L'indice de qualité de l'air (AQI) de Delhi dépassant 400 cause de graves problèmes de santé chez des enfants auparavant en bonne santé. Les pédiatres signalent une augmentation des hospitalisations dues à des problèmes respiratoires et cutanés induits par la pollution. Les experts insistent sur la nécessité de mesures protectrices pendant les périodes de smog.
La qualité de l'air en dégradation à Delhi affecte le plus une génération d'enfants.
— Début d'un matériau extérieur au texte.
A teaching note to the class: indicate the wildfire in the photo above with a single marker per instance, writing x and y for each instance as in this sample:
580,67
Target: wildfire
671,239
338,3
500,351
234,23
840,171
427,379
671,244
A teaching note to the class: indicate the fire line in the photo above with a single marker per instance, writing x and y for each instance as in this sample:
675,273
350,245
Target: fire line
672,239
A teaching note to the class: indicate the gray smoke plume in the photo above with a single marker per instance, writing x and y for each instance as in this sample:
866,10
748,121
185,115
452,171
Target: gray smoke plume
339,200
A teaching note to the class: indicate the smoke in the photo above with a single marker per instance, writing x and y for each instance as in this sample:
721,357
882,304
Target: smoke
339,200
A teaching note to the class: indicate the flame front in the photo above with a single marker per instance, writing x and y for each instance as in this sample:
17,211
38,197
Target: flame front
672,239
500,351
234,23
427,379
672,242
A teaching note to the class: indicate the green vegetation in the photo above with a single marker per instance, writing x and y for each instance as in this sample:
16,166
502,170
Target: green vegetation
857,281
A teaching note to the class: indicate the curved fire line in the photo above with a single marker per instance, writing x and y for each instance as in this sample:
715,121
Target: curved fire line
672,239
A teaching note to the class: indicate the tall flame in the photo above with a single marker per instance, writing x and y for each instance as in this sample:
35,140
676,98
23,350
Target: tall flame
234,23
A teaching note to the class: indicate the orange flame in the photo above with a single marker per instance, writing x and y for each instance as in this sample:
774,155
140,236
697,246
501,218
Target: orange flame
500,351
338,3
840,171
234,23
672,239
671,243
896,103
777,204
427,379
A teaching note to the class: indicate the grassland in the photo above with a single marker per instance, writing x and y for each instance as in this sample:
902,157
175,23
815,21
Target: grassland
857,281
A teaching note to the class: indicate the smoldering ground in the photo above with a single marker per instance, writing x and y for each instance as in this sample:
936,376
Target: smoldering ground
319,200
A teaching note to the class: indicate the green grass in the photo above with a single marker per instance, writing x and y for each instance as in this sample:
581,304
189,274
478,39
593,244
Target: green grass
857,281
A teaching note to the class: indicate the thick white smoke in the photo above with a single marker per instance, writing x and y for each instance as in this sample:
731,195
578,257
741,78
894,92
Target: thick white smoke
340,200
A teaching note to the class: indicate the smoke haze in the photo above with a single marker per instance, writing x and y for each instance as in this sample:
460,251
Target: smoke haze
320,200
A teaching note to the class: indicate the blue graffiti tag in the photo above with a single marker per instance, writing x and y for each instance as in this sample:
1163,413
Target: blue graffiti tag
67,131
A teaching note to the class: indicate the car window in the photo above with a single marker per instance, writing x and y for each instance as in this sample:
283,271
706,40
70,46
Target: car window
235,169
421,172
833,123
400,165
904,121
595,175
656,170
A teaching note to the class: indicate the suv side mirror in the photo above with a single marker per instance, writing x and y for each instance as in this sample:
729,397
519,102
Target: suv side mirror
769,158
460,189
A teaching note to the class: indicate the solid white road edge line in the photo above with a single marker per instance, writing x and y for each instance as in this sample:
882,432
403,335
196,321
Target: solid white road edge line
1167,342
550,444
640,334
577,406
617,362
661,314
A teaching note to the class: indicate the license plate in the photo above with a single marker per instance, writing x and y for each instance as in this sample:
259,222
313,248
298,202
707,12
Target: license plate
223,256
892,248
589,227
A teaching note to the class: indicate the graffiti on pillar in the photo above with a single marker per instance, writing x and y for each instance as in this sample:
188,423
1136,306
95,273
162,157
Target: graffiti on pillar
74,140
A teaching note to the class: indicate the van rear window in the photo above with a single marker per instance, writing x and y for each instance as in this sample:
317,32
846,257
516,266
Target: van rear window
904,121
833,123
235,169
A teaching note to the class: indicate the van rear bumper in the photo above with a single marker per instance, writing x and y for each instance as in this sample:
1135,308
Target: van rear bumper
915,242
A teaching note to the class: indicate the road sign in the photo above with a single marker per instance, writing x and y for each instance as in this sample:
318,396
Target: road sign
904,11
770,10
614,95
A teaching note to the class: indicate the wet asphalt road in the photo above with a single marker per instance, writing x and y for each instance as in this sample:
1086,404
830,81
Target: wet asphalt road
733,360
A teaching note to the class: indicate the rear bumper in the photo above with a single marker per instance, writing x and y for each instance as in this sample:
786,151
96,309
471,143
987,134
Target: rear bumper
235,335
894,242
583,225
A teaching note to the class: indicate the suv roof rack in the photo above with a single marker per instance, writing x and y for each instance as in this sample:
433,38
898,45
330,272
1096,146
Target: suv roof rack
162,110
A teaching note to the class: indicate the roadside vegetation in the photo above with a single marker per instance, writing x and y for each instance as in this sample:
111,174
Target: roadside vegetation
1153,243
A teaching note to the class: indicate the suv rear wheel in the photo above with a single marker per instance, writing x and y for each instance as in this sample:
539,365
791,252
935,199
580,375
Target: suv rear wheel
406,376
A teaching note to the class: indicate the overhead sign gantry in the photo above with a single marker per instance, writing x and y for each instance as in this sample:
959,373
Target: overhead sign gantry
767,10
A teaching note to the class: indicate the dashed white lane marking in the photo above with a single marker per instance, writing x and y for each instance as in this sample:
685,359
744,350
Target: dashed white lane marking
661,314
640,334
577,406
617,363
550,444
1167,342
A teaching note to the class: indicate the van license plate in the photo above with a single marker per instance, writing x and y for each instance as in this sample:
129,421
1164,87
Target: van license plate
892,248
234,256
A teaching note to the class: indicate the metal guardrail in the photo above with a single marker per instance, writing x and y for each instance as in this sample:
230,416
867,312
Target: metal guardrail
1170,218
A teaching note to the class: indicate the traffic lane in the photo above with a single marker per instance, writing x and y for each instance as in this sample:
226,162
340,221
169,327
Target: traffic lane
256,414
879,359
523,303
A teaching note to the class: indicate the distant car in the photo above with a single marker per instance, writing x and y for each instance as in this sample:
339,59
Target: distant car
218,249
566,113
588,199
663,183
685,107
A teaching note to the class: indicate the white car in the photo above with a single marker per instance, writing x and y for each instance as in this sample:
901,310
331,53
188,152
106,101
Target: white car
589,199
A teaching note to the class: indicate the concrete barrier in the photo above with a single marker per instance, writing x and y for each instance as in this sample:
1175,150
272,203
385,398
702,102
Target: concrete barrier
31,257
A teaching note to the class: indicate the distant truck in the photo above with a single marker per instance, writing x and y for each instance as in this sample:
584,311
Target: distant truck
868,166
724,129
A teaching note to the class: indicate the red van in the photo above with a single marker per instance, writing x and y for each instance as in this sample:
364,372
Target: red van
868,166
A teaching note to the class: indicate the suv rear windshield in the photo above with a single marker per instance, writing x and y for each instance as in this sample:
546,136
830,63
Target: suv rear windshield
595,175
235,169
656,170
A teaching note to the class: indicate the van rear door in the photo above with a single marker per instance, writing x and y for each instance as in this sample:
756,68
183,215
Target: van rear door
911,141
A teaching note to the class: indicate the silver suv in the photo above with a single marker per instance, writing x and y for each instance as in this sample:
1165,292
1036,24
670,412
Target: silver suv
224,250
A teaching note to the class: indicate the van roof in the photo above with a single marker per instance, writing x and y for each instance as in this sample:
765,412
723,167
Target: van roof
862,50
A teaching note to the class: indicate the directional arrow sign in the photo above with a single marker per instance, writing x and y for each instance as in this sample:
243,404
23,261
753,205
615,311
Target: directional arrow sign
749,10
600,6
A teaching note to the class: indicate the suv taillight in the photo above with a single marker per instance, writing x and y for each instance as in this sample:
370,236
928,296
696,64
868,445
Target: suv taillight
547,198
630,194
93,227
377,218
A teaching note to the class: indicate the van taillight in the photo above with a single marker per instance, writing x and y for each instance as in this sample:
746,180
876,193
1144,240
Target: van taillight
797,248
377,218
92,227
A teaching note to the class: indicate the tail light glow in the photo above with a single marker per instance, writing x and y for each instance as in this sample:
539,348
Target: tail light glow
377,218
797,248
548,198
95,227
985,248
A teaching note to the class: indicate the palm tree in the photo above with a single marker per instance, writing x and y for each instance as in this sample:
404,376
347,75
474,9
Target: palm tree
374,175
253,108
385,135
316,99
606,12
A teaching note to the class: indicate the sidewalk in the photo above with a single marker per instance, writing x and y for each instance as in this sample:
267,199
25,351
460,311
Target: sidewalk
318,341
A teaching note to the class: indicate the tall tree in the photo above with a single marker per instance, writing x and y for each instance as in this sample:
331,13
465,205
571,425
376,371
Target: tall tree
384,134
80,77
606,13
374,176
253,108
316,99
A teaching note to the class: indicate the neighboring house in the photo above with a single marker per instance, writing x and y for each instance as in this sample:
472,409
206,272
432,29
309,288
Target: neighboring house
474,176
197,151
Avec un AQI toxique supérieur à 400, les enfants sont hospitalisés nécessitant un soutien en oxygène. Le Dr Vivek Jain, directeur senior et chef de l'unité de pédiatrie à Fortis Healthcare, déclare : « Ils semblent redouter leurs visites à l'hôpital à cette période de l'année car ils ont besoin de plus qu'un simple sirop. »
Un garçon de trois ans de Noida, sans antécédents respiratoires ou pulmonaires, s'est présenté aux urgences avec une toux aggravée, une respiration rapide anormale et une faible oxygénation après une semaine d'exposition intense au smog. « L'enfant a requis une hospitalisation et un soutien en oxygène via une canule nasale à haut débit (HFNC). Aucun pathogène microbien n'a été trouvé, suggérant une inflammation des voies aériennes déclenchée par la pollution », dit le Dr Jain.
Une fille de sept ans de Ghaziabad souffre de sibilances récurrentes chaque hiver. Elle développe une toux persistante et des sibilances nocturnes lors de forte pollution, nécessitant des nébulisations fréquentes, des corticoïdes oraux et finalement des stéroïdes intraveineux.
Un garçon de cinq ans de Shalimar Bagh, à Delhi, a subi une amygdalectomie mais présente des symptômes d'inflammation des amygdales quand l'AQI empire. Il s'agit d'une rechute d'hypertrophie adéno-tonsillaire, causant une obstruction nasale, respiration buccale et ronflements.
Un garçon de six mois de Vaishali souffre d'éruptions d'eczéma chaque hiver, nécessitant des stéroïdes topiques. La pollution endommage la barrière cutanée et augmente l'inflammation.
Une fille de 11 ans de Rohini, New Delhi, active et sportive, se plaint d'une réduction d'endurance et d'essoufflement après une activité extérieure légère dans le smog. Ses voies aériennes étaient enflammées sans infection trouvée.
Le Dr Jain conseille de garder les enfants à l'intérieur, d'utiliser des purificateurs d'air haute performance, des masques N95 à l'extérieur, de rester hydraté, de consommer des aliments riches en vitamine C et de s'assurer que les vaccins sont à jour. L'AQI de Delhi est à 381, toujours dans la catégorie « très mauvais ».